This was published in the June 6, 2013 issue of the News-Record of Maplewood and South Orange.
When I first moved into Maplewood and met my new neighbors, I was surprised to learn that at least four of them were psychotherapists. Now, almost sixteen years later, homes on my block have been sold and even resold, and yet that number remains constant. Given the preponderance of mental health professionals in our area, it is understandable that many of us have been following the controversy over the latest edition of the so-called psychiatric bible, the Diagnostic and Statistical Manual of Mental Disorders (DSM) 5, which was published earlier this month by the American Psychiatric Association. We are not alone: Most major newspapers, news magazines and public radio stations have been caught up in the frenzy over the impact the changes in this manual, which is used to diagnose and inform the treatment of mental illness, will have on professionals and patients alike.
Like many of my colleagues I dutifully registered for a course that highlights the major changes and have read the articles and listened to the interviews which range from panicked mothers who fear their children will lose their special services in school now that Asperger’s has been incorporated into autism spectrum disorder to psychologists bemoaning the fact that grief, a normal response to losing a loved one, can now be labeled a psychiatric disorder. Others worry that the new childhood diagnosis of disruptive mood dysregulation disorder will label children with a tendency toward throwing tantrums beyond the preschool years, as mentally ill, while other new diagnoses such as binge eating, premenstrual dysphoric disorder, and caffeine withdrawal might lead us to conclude that perhaps we all should seek treatment.
This fear mongering promotes provocative headlines and creates good fodder for bloggers and pundits, but the reality is that the DSM-5 will have little impact on either the psychiatric professional community or the clients that we treat. Here is why; unlike most other areas of healthcare, in psychiatry, psychology, clinical social work and counseling the treatment of clients is determined by the symptoms they present, not by their diagnosis. For example, if a sixteen-year-old girl presents with a pattern of extreme anger and irritability as well as periods of depression she will be given the same treatment, regardless of whether we use the old childhood bipolar disorder or the new disruptive mood dysregulation disorder diagnosis. Disruptive mood dysregulation was created to move children away from the bipolar (a serious mental illness) label, into another category of illness that may or may not ultimately develop into adult bipolar disorder. For diagnoses such as binge eating or premenstrual dysphoric disorder, the labels are new, but clients with these symptoms have been presenting themselves for treatment for quite some time – we just haven’t had precise diagnostic language until now.
When it comes to receiving services through the schools, I can only speak from my experience as a parent in the South Orange – Maplewood school district and as a therapist who has worked in schools and attended numerous Individual Education Plan (IEP) meetings. This experience has taught me that many school districts, including ours, look beyond the diagnostic labels and strive to provide students with all the services they need. Reports written by psychologists and psychiatrists, requesting services for children, are typically very detailed and descriptive and go far beyond a cursory checklist of diagnoses. These professionals recommend specific interventions, accommodations and services that will benefit the child. The Maplewood-South Orange school district has a reputation for being particularly committed to working with parents in finding the right accommodations for their children, and there is no reason to believe that new DSM language will have any impact on the services they provide. Similarly, there’s no reason to anticipate any changes in insurance coverage based on these new diagnoses.
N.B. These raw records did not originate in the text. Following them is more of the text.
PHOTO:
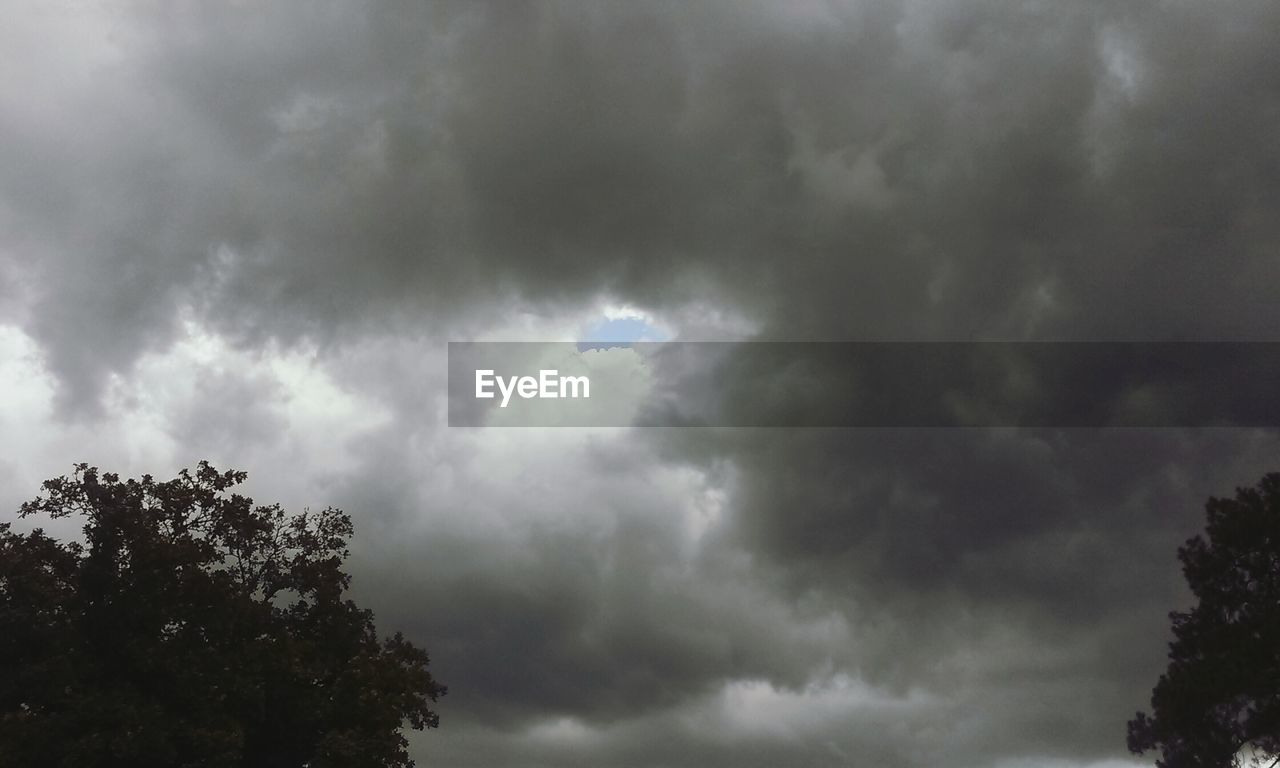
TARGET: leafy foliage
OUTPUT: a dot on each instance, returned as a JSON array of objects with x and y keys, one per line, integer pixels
[
  {"x": 1219, "y": 702},
  {"x": 195, "y": 629}
]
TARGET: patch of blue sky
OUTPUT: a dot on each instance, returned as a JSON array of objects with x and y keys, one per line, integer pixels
[{"x": 620, "y": 332}]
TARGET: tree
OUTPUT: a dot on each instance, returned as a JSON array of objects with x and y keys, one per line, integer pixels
[
  {"x": 1219, "y": 702},
  {"x": 195, "y": 629}
]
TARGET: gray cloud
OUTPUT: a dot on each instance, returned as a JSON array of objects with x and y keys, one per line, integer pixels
[{"x": 351, "y": 184}]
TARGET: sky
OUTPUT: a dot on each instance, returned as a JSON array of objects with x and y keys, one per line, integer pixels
[{"x": 246, "y": 232}]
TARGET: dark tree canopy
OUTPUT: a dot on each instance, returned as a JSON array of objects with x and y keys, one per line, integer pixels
[
  {"x": 1219, "y": 700},
  {"x": 195, "y": 629}
]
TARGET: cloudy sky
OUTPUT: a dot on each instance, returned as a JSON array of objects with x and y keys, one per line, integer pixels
[{"x": 246, "y": 232}]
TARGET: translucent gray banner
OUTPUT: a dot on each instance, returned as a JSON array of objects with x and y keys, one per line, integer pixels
[{"x": 869, "y": 384}]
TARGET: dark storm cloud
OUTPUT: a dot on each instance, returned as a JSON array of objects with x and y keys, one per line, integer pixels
[{"x": 347, "y": 173}]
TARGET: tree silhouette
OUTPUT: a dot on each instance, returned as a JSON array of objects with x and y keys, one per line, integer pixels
[
  {"x": 195, "y": 629},
  {"x": 1219, "y": 702}
]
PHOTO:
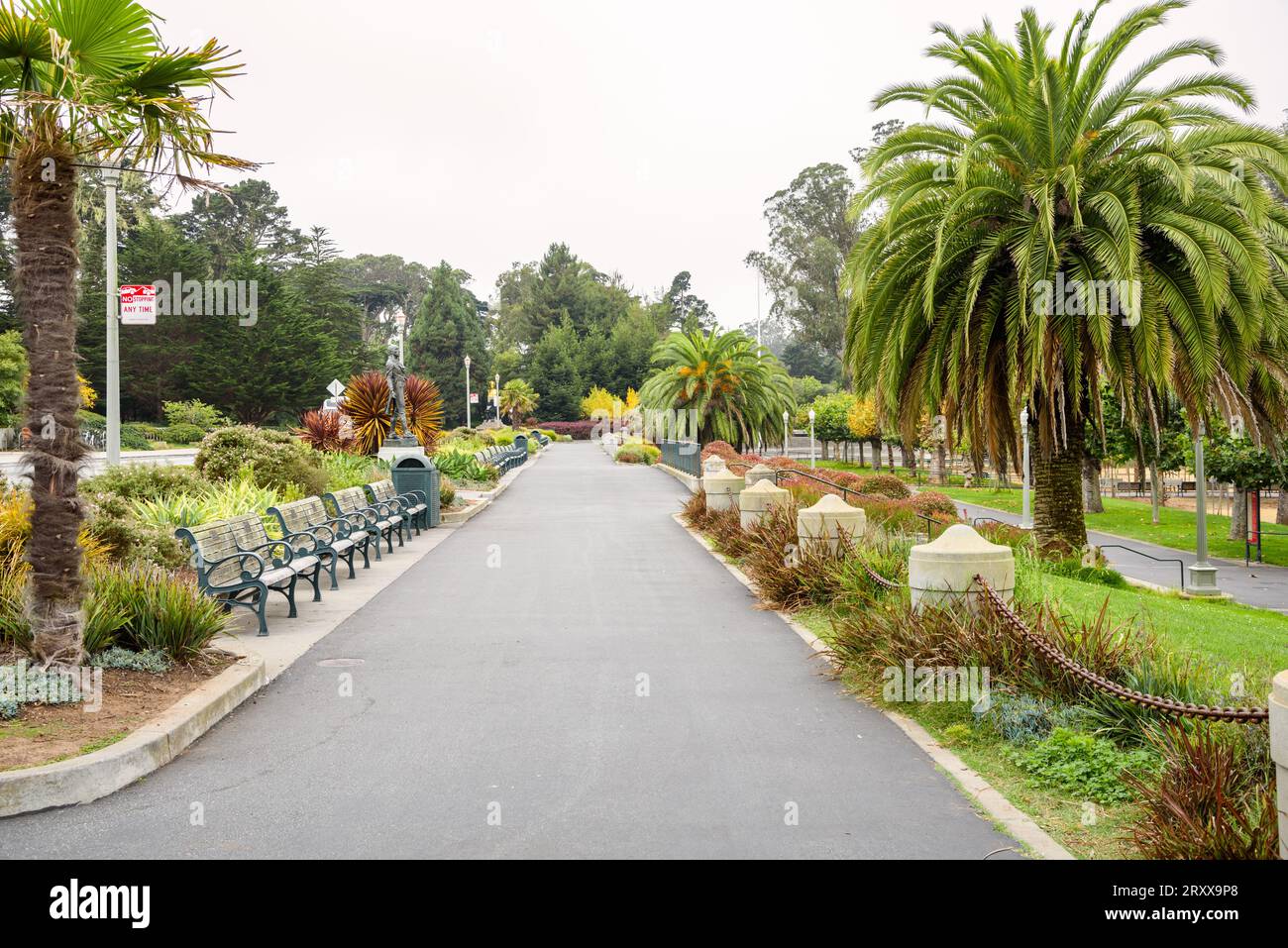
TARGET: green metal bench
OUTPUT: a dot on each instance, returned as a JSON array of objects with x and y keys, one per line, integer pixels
[
  {"x": 412, "y": 505},
  {"x": 232, "y": 575},
  {"x": 352, "y": 501},
  {"x": 336, "y": 539}
]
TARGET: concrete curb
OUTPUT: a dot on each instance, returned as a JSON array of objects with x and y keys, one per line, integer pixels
[
  {"x": 1013, "y": 819},
  {"x": 165, "y": 737}
]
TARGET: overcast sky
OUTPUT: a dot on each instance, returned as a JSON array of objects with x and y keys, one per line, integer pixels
[{"x": 643, "y": 134}]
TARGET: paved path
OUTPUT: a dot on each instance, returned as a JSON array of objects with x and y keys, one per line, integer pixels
[
  {"x": 511, "y": 689},
  {"x": 1261, "y": 584}
]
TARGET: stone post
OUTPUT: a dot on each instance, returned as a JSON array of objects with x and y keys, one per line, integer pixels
[
  {"x": 1279, "y": 751},
  {"x": 941, "y": 574},
  {"x": 822, "y": 524},
  {"x": 721, "y": 488},
  {"x": 759, "y": 498}
]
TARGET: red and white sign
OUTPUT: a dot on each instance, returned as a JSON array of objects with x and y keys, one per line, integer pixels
[{"x": 138, "y": 305}]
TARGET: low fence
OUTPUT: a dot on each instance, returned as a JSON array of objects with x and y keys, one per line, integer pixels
[{"x": 686, "y": 456}]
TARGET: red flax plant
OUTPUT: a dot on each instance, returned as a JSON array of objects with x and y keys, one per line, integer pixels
[
  {"x": 366, "y": 402},
  {"x": 322, "y": 430},
  {"x": 81, "y": 81}
]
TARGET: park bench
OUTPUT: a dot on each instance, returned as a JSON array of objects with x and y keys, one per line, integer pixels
[
  {"x": 352, "y": 502},
  {"x": 338, "y": 539},
  {"x": 235, "y": 576},
  {"x": 412, "y": 505}
]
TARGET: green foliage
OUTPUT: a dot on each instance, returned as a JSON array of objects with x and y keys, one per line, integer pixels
[
  {"x": 1085, "y": 766},
  {"x": 193, "y": 414},
  {"x": 639, "y": 454},
  {"x": 738, "y": 390},
  {"x": 460, "y": 467},
  {"x": 13, "y": 372},
  {"x": 153, "y": 662},
  {"x": 181, "y": 434},
  {"x": 275, "y": 459}
]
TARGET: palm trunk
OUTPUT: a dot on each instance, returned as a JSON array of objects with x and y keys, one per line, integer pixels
[
  {"x": 1057, "y": 518},
  {"x": 1091, "y": 501},
  {"x": 44, "y": 188}
]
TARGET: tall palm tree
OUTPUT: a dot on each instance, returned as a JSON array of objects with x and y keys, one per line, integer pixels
[
  {"x": 737, "y": 389},
  {"x": 1147, "y": 206},
  {"x": 518, "y": 401},
  {"x": 81, "y": 81}
]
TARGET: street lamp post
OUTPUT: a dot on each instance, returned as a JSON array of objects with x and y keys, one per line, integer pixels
[
  {"x": 1026, "y": 517},
  {"x": 1202, "y": 574},
  {"x": 811, "y": 438},
  {"x": 468, "y": 391},
  {"x": 111, "y": 179}
]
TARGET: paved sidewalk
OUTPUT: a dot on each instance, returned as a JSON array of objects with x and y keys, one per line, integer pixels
[
  {"x": 1261, "y": 584},
  {"x": 500, "y": 711}
]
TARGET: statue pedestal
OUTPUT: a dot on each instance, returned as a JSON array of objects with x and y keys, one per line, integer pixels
[{"x": 394, "y": 449}]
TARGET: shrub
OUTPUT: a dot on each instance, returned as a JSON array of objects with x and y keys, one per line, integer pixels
[
  {"x": 1214, "y": 798},
  {"x": 181, "y": 434},
  {"x": 888, "y": 485},
  {"x": 576, "y": 430},
  {"x": 277, "y": 460},
  {"x": 934, "y": 504},
  {"x": 322, "y": 430},
  {"x": 192, "y": 412},
  {"x": 166, "y": 612},
  {"x": 1085, "y": 766},
  {"x": 639, "y": 454}
]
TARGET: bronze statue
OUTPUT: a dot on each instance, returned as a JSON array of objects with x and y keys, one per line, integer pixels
[{"x": 397, "y": 375}]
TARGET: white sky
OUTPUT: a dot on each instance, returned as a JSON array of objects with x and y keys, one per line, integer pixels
[{"x": 644, "y": 134}]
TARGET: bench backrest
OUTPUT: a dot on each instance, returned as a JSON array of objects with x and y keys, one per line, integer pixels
[
  {"x": 382, "y": 489},
  {"x": 213, "y": 541},
  {"x": 300, "y": 515},
  {"x": 249, "y": 531},
  {"x": 351, "y": 500}
]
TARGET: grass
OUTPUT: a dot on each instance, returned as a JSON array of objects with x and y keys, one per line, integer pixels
[
  {"x": 1059, "y": 814},
  {"x": 1223, "y": 636},
  {"x": 1131, "y": 519}
]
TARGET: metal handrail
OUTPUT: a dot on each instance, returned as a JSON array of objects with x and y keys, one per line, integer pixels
[{"x": 1149, "y": 556}]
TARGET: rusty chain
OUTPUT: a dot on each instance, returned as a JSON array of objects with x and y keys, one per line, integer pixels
[{"x": 1240, "y": 715}]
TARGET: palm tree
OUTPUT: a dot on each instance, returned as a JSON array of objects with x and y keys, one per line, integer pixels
[
  {"x": 518, "y": 401},
  {"x": 80, "y": 81},
  {"x": 735, "y": 389},
  {"x": 1054, "y": 231}
]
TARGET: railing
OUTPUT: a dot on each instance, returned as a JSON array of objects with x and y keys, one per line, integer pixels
[
  {"x": 1149, "y": 556},
  {"x": 686, "y": 456}
]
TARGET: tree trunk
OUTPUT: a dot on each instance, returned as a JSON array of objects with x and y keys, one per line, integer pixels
[
  {"x": 1057, "y": 518},
  {"x": 1091, "y": 501},
  {"x": 1239, "y": 515},
  {"x": 44, "y": 191}
]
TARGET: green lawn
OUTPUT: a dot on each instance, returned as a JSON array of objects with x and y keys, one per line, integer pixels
[
  {"x": 1223, "y": 636},
  {"x": 1125, "y": 518}
]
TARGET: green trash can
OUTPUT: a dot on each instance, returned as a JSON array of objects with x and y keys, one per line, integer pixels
[{"x": 417, "y": 473}]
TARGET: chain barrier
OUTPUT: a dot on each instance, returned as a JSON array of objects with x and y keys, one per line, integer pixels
[{"x": 1240, "y": 715}]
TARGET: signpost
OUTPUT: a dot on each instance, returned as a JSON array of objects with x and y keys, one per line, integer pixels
[{"x": 138, "y": 305}]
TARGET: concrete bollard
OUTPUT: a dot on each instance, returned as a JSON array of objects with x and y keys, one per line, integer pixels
[
  {"x": 943, "y": 572},
  {"x": 823, "y": 523},
  {"x": 759, "y": 498},
  {"x": 1279, "y": 751},
  {"x": 722, "y": 488}
]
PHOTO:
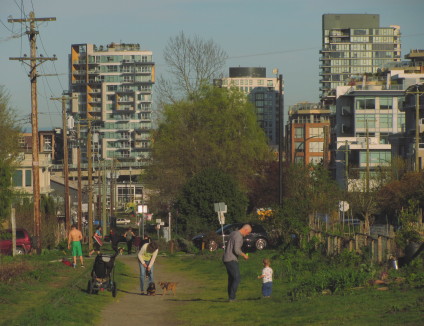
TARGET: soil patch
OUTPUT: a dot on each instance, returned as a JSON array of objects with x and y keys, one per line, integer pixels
[{"x": 131, "y": 308}]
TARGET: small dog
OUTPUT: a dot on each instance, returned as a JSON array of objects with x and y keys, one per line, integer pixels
[
  {"x": 151, "y": 289},
  {"x": 168, "y": 286}
]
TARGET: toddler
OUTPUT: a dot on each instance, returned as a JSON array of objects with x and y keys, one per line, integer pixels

The biggest impact of the new DSM-5 may be on those individuals who feel bonded with their diagnosis. What will happen to the self proclaimed “Aspie” who no longer has Asperger’s? How about the bipolar teen who is now disruptive mood dysregulated? Will the Aspie be distressed that he is now labeled as autistic? Will the bipolar teen now feel optimistic about her new milder sounding mood dysregulation? Grappling with a change in diagnosis is not always easy and may take some time.
Perhaps the most important lesson that those of us who love and or support and treat those with mental illness can take away from all this change is that no one should be defined by their diagnosis. While a psychiatric illness may at times place limitations on life, it needn’t become one’s identity; for we and our families and our clients and our neighbors are so much more than any one illness, we are so much more than any one diagnosis, we are so much more than anything that could be described in a few paragraphs in any one book – even the DSM-5.